Some things I learned while putting together the special section marking the 125th birthday of the Times-News, which will be published on Wednesday:
1. The first editor of what would become the Times-News was married for 34 years but no one knew he had a wife.
2. One of the newspapers started in competition with what would one day be the Times-News but quickly failed was called the Burlington Daily What Is It. (This is an obvious example of how important the name might be when it comes to a product’s potential success.)
3. The Times-News has had editors that fought in the Civil War, World War I and World War II.
4. When the Titanic sank in 1912, the newspaper, which wasn’t a daily at the time, didn’t have anything about it for a couple of days, and even then put the story on an inside page. Back in those days, news didn’t travel at nearly the speed it does today. Early reports about the unsinkable ship striking an iceberg and going to a watery grave were sketchy and scant. (An example, really, of how much things have changed in the past 100 years.)
5. David Rutledge, the boss here when I was hired in 1984, was the first publisher in Times-News history. Up to that time the newspaper only had editors, owners and general managers.

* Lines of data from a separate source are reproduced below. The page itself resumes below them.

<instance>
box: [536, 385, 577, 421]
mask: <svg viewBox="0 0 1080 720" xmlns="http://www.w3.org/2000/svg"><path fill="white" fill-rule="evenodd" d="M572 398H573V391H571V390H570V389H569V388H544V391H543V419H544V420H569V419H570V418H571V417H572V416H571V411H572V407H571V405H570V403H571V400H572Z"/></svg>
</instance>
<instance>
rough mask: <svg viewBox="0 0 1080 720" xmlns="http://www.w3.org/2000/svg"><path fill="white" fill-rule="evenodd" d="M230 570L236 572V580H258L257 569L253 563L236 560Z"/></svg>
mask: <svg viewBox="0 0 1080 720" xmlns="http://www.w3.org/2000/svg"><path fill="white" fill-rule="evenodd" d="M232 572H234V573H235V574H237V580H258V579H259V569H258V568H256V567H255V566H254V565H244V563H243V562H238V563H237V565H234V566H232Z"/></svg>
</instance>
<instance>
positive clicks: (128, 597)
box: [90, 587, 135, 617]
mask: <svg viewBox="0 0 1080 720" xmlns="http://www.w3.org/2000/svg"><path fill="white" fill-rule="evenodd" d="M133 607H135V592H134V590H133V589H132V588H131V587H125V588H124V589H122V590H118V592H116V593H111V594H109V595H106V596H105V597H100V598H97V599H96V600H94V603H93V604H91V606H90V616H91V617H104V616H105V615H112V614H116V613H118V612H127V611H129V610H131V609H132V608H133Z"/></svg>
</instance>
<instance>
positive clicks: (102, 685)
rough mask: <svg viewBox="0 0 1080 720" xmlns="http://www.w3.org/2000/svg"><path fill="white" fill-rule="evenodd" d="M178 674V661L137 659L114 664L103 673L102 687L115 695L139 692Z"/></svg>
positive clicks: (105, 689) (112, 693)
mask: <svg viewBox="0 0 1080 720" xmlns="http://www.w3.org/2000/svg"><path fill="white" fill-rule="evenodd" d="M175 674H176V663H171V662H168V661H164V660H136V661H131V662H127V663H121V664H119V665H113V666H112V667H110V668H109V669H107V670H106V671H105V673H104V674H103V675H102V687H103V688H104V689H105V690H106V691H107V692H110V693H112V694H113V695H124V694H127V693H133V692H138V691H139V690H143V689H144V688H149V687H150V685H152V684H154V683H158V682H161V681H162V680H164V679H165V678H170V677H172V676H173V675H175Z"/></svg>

6. Robert M. Lyons was the first Times-News publisher — or executive — who was not a North Carolina native. (Best I can tell, anyway.)
7. News via wire services about world and national events once dominated the newspaper’s pages. (There’s a lot more local news now than there was in say, 1965).
8. I once bought a beer and a burger in Beaufort from a former Times-News editor. (Well, I didn’t learn this one from putting together the special section. Pretty much knew it when I walked into the Royal James Café.)
9. The paper that became the Times-News was sold in the late 1800s for $200. (And people think newspapers are going cheap now.)
10 An early editor left the newspaper because he found the entire business “too exhausting,” and couldn’t make any money at it. He also told friends that being controversial was starting to “get on his nerves.” (An example, really, of how little things have changed in the last 100 years.)
11. From 1937 to today, the newspaper has only had eight editors. A pretty amazing record when you stop to consider exhaustion, money and nerves.
Yes, on Wednesday the Times-News turns 125. Some people in our office have had the date marked on their calendars for quite some time. In fact, Don Bolden, our editor emeritus, first mentioned it to me last summer. But we didn’t get around to really planning for it until sometime in February or March. By newspaper standards, this kind of meticulous preparation is unheard of. Usually, we simply wing it two days in advance.
For this occasion, we tried something different. A group that included Bolden, managing editor Jay Ashley, publisher Paul Mauney, advertising director Mike Little, sales manager Serena Bowman, marketing director Michele Terry, production manager Darryl Ayers, and circulation director Todd Benz began to meet and plan a course of action for the newspaper’s birthday. A banner was devised for the front page, a website featuring the area’s history and our historic front pages was developed and events for the public were scheduled. We centered our efforts on the theme: “Our history is your history” so our readers would be involved. I asked local historian Walter Boyd to help compile a history of the Times-News that will be included in our special section on Wednesday.
And perhaps most importantly, we decided to count down the 125 days to July 25 with a daily look at events and people that shaped this community during the life span of the newspaper. Bolden, Ashley and graphics editor Linda Bowden took a lead role in providing this ambitious 125-part series.
That’s right, a 125-part series.
The series has had some unexpected pleasures. First and foremost is the great interest readers have in it. The feedback we received on this feature has been phenomenal to say the least. Nearly every day we get a positive comment in some form or another about it.
That has to be some kind of record.
This coming week we have several events planned. Monday, the Glenn Miller Orchestra is playing at Williams High School. Tickets are still available and will be on sale at the door. Wednesday we publish our special section. The edition that day will also include a photo essay and a story looking at a history of people who have delivered the Times-News.
And on Thursday we will have a public open house where anyone in the community is invited to stop by our office on 707 South Main St. It’s from 3 to 6 p.m. There is no cost.